I ran into a bug that happens when reading the same file twice. The following programs exhibits the problem:
import argparse
import pyspark.sql
parser = argparse.ArgumentParser()
parser.add_argument('-i', '--input', help='Input ROOT file')
parser.add_argument('-t', '--tree', help='Name of tree to open', default='Events')
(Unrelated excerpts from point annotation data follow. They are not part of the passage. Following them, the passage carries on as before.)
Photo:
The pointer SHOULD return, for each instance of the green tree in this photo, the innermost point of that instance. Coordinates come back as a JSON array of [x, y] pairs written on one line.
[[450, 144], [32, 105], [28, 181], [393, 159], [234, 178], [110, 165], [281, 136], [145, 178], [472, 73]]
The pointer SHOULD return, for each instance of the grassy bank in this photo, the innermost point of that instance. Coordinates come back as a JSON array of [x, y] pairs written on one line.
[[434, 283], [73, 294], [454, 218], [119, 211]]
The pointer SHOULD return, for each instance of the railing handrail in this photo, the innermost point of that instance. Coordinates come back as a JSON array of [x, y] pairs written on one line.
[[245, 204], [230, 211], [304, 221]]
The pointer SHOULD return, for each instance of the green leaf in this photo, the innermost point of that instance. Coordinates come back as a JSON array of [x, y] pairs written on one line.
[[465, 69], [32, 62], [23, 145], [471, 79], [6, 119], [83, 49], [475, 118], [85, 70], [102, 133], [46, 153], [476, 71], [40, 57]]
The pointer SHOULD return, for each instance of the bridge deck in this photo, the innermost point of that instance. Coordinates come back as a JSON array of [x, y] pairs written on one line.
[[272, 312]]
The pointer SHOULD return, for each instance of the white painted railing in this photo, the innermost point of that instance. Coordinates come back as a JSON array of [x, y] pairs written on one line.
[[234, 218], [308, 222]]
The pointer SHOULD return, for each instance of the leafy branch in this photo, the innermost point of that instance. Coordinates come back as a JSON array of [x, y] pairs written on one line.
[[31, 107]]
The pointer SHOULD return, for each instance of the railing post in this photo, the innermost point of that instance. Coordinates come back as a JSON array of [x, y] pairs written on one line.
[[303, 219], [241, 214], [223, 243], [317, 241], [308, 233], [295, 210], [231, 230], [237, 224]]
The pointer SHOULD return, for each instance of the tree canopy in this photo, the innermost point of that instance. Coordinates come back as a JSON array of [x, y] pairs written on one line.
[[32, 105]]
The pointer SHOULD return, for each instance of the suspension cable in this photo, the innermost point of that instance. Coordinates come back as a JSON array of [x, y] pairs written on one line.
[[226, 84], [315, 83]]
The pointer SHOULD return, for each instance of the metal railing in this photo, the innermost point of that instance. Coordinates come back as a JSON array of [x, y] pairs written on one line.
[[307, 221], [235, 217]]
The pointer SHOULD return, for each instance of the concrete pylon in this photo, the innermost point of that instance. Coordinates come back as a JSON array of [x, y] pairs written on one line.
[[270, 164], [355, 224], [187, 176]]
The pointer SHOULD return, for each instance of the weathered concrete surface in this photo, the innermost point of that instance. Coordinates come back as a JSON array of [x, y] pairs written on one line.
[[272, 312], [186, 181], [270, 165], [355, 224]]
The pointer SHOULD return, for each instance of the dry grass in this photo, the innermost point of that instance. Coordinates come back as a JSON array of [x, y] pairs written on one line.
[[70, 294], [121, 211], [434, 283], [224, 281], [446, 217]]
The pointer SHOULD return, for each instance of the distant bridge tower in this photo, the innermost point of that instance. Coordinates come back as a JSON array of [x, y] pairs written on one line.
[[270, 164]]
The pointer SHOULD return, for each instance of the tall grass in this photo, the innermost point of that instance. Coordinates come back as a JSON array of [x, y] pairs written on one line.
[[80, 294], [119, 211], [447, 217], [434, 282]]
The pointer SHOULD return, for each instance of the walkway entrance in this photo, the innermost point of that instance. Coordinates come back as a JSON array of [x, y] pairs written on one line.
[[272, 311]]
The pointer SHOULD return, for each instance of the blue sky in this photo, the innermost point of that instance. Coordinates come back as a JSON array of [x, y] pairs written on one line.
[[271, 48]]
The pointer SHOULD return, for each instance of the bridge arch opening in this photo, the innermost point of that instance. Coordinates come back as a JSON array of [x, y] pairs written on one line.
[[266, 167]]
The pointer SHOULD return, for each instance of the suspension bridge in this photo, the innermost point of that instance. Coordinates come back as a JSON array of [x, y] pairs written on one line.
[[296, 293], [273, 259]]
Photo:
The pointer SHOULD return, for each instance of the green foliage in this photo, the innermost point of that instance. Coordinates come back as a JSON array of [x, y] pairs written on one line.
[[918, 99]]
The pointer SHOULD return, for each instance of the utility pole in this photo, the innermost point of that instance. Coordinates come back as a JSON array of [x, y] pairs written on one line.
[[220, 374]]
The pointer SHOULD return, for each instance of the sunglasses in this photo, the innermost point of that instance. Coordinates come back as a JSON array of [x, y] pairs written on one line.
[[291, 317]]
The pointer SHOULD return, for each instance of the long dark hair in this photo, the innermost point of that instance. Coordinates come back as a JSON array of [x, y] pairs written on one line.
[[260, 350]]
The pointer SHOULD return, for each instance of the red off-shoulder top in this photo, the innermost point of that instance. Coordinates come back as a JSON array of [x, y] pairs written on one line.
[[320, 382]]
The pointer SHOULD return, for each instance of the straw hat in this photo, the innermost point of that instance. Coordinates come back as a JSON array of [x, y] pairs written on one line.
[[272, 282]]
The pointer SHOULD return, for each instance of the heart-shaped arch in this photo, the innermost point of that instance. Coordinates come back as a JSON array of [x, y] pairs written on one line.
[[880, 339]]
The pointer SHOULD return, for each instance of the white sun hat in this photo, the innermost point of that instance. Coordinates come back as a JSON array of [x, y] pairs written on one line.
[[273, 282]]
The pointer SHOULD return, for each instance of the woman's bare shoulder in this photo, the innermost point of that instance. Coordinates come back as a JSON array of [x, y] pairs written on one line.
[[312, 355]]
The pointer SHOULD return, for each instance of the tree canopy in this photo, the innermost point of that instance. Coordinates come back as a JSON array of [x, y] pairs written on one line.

args = parser.parse_args()
spark = pyspark.sql.SparkSession.builder \
.config('spark.jars.packages', 'edu.vanderbilt.accre:laurelin:1.0.0') \
.getOrCreate()
sc = spark.sparkContext
df = spark.read.format('root') \
.option('tree', args.tree) \
.load(args.input)
df.printSchema()
df.select('Int32').show()
#df = spark.read.format('root') \
# .option('tree', args.tree) \
# .load(args.input)
df.select('Int64').show()
You run it as follows (using uproot-small-flat-tree.root
from this repository).
spark-submit \
--packages edu.vanderbilt.accre:laurelin:1.0.0 \
hello-world.py -i uproot-small-flat-tree.root -t tree
If executed as is, the program prints the top 20 rows of the Int32
and Int64
columns, respectively. If you uncomment the three lines towards the end, which read the file anew, the following error is thrown:
Traceback (most recent call last):
File "/home/muellein/git/root-playground/laurelin/python/hello-world.py", line 24, in <module>
df.select('Int64').show()
File "/mnt/scratch/muellein/download/spark-2.4.4-bin-hadoop2.7/python/lib/pyspark.zip/pyspark/sql/dataframe.py", line 1321, in select
File "/mnt/scratch/muellein/download/spark-2.4.4-bin-hadoop2.7/python/lib/py4j-0.10.7-src.zip/py4j/java_gateway.py", line 1257, in __call__
File "/mnt/scratch/muellein/download/spark-2.4.4-bin-hadoop2.7/python/lib/pyspark.zip/pyspark/sql/utils.py", line 69, in deco
pyspark.sql.utils.AnalysisException: u"cannot resolve '`Int64`' given input columns: [Int32];;\n'Project ['Int64]\n+- RelationV2 root[Int32#44] (Options: [tree=tree,path=../../testdata/small-flat-tree.root,paths=[]])\n"
It seems like something caches the restriction on a subset of the schema.
The same happens when using the library in Java.
Thanks a lot, Andrew! Very appreciated.
I've made a 1.0.1 with a fix for this .. it should propagate to maven central in the next hour or two.
Awesome, thanks for the quick fix!
Wonderful, that was fast! We'll try this out.